天皇・天皇制アルザスシンポジウムにむけての第2回勉強会(2008.7.12)
学術フロンティア・サブプロジェクト1 異文化研究としての「国際日本学」の構築
天皇・天皇制アルザスシンポジウムにむけての第2回勉強会
「『王権』研究の現状」
報告者 荒木 敏夫 氏 (専修大学文学部人文学科教授)
・日 時 2008年7月12日(土)14時00分〜16時00分
・場 所 法政大学市ケ谷キャンパス 58年館2階国際日本学研究所セミナー室
・司 会 安孫子 信 (法政大学国際日本学研究所所長)
2008年7月12日(土),14時から16時過ぎまで,法政大学市ヶ谷キャンパス58年館2階国際日本学研究所セミナー室において,「天皇・天皇制アルザスシンポジウムにむけての第2回勉強会」が開かれた.今回は専修大学文学部人文学科教授荒木敏夫氏から,古代の天皇・天皇制について,「「王権」研究の現状」というテーマでレクチャーをしていただいた.

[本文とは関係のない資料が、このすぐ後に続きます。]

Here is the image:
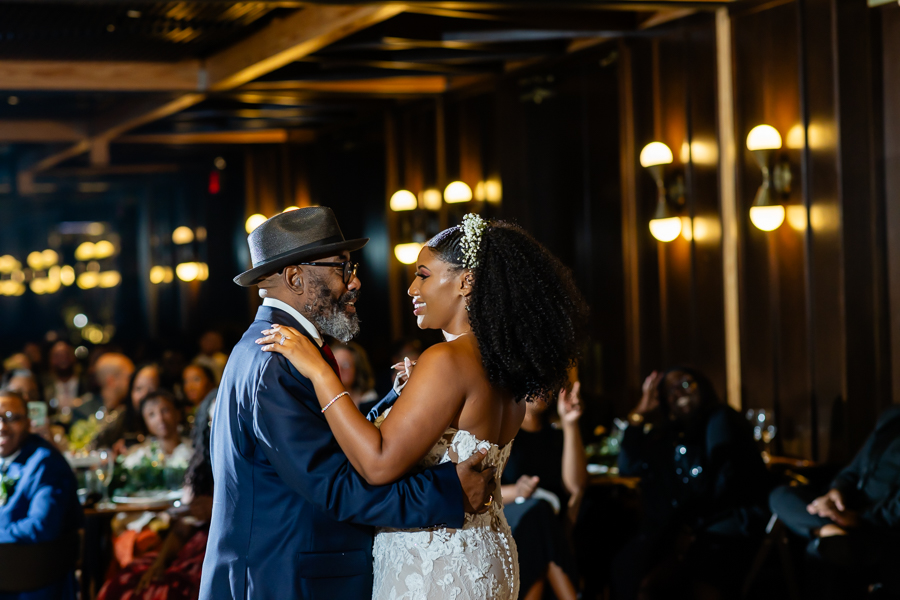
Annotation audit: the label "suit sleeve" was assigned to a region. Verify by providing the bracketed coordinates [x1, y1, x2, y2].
[0, 460, 68, 544]
[252, 355, 465, 529]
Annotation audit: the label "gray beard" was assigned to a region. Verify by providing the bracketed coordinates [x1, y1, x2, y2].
[303, 282, 359, 342]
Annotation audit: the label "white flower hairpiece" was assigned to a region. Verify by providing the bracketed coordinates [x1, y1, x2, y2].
[459, 213, 487, 269]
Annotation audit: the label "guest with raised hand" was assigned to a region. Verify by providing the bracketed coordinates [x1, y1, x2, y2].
[502, 369, 587, 600]
[258, 214, 587, 600]
[613, 367, 772, 599]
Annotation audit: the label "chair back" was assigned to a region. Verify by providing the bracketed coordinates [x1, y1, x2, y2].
[0, 530, 81, 593]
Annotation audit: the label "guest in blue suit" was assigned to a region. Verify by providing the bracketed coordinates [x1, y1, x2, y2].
[200, 207, 494, 600]
[0, 391, 82, 600]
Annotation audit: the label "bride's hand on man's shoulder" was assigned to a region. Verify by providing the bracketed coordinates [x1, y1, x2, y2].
[256, 324, 331, 379]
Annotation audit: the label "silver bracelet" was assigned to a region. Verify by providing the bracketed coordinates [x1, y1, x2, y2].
[322, 392, 350, 412]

前回に引続きやはり内輪の会ということもあって10名ほどの参加者であったが,出発点での日本の天皇制の諸特徴と,その後も通じて天皇制ということで真に問われるべきことについて,荒木氏から,行き届いた説明をしていただいた.
すなわち,「王権」という言葉に留まり,天皇制をあくまでも「日本型王権」として把握しようとすることで,天皇制の内で,普遍的な王権論に包摂されていく部分と,そこからはみ出ていく特殊なものとがより明確に腑分けされていくはずである.地理的にまた歴史的に多様に存在する諸々の王権との比較によって,天皇制のより相対的な観点からの把握を進める必要がある.
日本の天皇制についてはその神秘さ,特異さを安易に持ち出す不可知論的立場がいまだに根強い.天皇制の‘一貫性’,‘<自然>さ’,‘不執政性’を言う主張がいまだに多くの議論を呪縛している.天皇制では近代と前近代とは峻別すべきものであろう.また,天皇制における<作為>はあくまでも<作為>と見なすべきであろう.また,天皇はまずはやはりれっきとした政治権力の所持者とすべきであろう.
例えば,古代律令制下の天皇は「天皇大権」という形で独自の政治権力を有していた.また貴族達の「合議」というのも,あくまでも天皇の「専制」支配下のものであった.問題はこのような政治権力がどう形成され,またどんな構造を有していたかなのである.そこに日本独特なものがあったのかなかったのか.少なくとも,構造については,「譲位」が導入されて,上皇—天皇といった仕方で支配が多極化していったことはきわめて日本的なことと見なされ得るのである.
以上,今回の勉強会では,主に古代の天皇・天皇制の検討を通じて,日本の天皇・天皇制の根幹を再認識することができた.